Novadays, there is a lot of desktop hatred around. KDE3 vs. KDE4, GNOME2 vs. GNOME3, KDE vs. GNOME vs. XFCE vs. you-name-it… Everyone hates something. Especially when it comes to new things.
I will describe instead what I would love – my dream of a desktop.
All modern desktops are the old Xerox-born 2D paradigm. You have a fixed viewpoint over a flat surface (the desktop). A pointer (mouse) moves on it in two directions. The active applications / data are represented on it as flat surfaces (windows or icons). You can navigate and interact with them via the mouse pointer.
This paradigm is simple, convenient and productive for many tasks. However, it is inherently limited. For some tasks, a 3D paradigm will be more productive. Newer desktops get some cosmetic effects towards 3D (lensing, tilting windows, shadows, transparency, cube switching etc), but nothing really outside of 2D. What I dream of is a real 3D interface.
1. The paradigm
You have a viewpoint (“fly”) that moves and rotates in 3 directions in a 3D space (“room”). The applications / data are represented in it as 3D objects. You can navigate around them via the fly, and interact with them via one or more pointers (“hands”).
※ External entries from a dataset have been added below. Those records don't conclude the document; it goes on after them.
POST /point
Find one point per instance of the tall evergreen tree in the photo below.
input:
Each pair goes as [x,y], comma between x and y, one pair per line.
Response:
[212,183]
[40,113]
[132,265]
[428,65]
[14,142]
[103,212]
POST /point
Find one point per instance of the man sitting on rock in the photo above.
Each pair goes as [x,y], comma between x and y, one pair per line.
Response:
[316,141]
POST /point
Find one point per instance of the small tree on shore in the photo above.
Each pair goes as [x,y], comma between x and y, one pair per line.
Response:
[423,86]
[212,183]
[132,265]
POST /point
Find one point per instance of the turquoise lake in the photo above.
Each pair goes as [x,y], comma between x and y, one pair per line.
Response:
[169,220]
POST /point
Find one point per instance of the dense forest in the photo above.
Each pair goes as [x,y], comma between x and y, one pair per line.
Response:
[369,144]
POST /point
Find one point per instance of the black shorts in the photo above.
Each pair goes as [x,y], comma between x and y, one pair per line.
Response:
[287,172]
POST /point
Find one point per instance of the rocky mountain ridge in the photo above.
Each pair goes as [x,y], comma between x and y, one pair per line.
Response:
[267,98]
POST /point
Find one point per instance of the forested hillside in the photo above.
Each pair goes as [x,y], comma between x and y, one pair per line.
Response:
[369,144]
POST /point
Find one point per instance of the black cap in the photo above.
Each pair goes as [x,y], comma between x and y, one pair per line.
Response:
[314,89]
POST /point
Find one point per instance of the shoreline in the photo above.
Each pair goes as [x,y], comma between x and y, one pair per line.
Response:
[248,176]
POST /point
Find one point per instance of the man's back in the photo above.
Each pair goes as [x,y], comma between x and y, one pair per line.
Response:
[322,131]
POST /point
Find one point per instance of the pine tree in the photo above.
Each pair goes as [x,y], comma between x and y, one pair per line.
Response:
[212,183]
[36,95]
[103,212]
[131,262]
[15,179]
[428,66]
Similar things have been done before for games etc. – why not for a desktop? Yes, it will be awful for a lot of things, but will be great for a lot, too. Social stuff, virtual environments, education, research… you name it. You can always use it for what it is great for, and choose for other tasks what is great for them.
2. Hardware mapping
In the 2D paradigm, the desktop is mapped to the monitor screen, and the mouse pointer is mapped to a mouse, touchpad or a similar pointer-oriented device (rarely – on some keyboard keys). In the 3D paradigm, the fly vision might be mapped to the monitor screen (“mono mode”), or to a stereoscopic device (3D glasses, helmet…) (“stereo mode”), or to a panoramic vision device, etc. The fly “hearing” might be mapped to a sound device, either surround mode, or (if the device has a directional sensor) a stereo mode. The fly movement might be mapped to a pointer-oriented device, keyboard keys or both. The action of the hands (they might also need some degree of movement relative to the fly; if more than one hand, this is mandatory) might be mapped also to a pointer-oriented device and / or keyboard keys. Standard mappings might be established, but configurability is mandatory.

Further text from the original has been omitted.